January 8th, 2009
08:42 AM GMT
TOKYO, Japan - "Mon dieu!" The French woman put down the package of six tomatoes, stared at her husband and shook her head. A few minutes later, another couple wheeled down the produce aisle, said some phrase in a language I didn't quite understand, and walked away from the cilantro. I was in my own sort of dilemma: what eloquent phrase to accurately express my sticker shock at the price of an avocado.
The faces are from around the world at my neighborhood grocery store - Korean, Chinese, European, Canadian and American. These expatriates are paid in their nation's home currency and shop here, at this grocery store. It's a rare jewel in Tokyo, where expatriates can have a slice of home when you're tired of eating sushi. And in this small store, you get a local taste of the global pain being felt by Japan's most powerful multi-national corporations: trying to compete in a world where the Japanese yen is stronger than virtually every other currency in the world.
You hear two primary reasons why Japan's exporters are getting hammered in the global economic slowdown: weakening demand by the world consumer and the strong yen. The yen is so strong that analysts say when it ticks up just one level, Toyota loses US$350 million. A year ago, the yen was trading at 120. After October, when the yen surged and every currency plummeted, to see the yen now hover at 85 is no longer a big surprise. But for the company trying to staunch the red ink amid a recession, the strong yen is landing a double-whammy body blow to corporate bottom lines. The currency problem is making it even tougher for them to look toward recovery and tougher to compete in the current global economy.
Back at my little grocery store, you also see far fewer Chinese faces. Last summer, Japan bet that the newly rich Chinese tourists would make up a majority of the tourists into Japan, even setting up a new tourist bureau. But the currency has changed that prognosis, as tourism plunged. The price of food, the price of a hotel stay, the price of virtually everything is higher if you're paid in a different currency, even if the yen price appears unchanged.

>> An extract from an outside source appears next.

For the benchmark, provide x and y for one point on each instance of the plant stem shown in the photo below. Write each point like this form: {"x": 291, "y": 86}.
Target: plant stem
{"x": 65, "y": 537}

"It could all be worse," said an expat I recently met who hails from Peoria, Illinois, USA. "You could be going home like me." He works for a company based in Illinois, and has been told to pack his bags and head back to the Midwest. This move was something he hoped to avoid because despite its tremendous cost, Japan offers a fascinating overseas experience. But that cost is making it no longer attractive for his employer to keep him overseas. Companies based in Japan, such as Toyota, Honda and Nissan, don't have that option. They just hope the monetary policy will change in Japan and something will help bring the yen somewhat in balance with the other world currencies.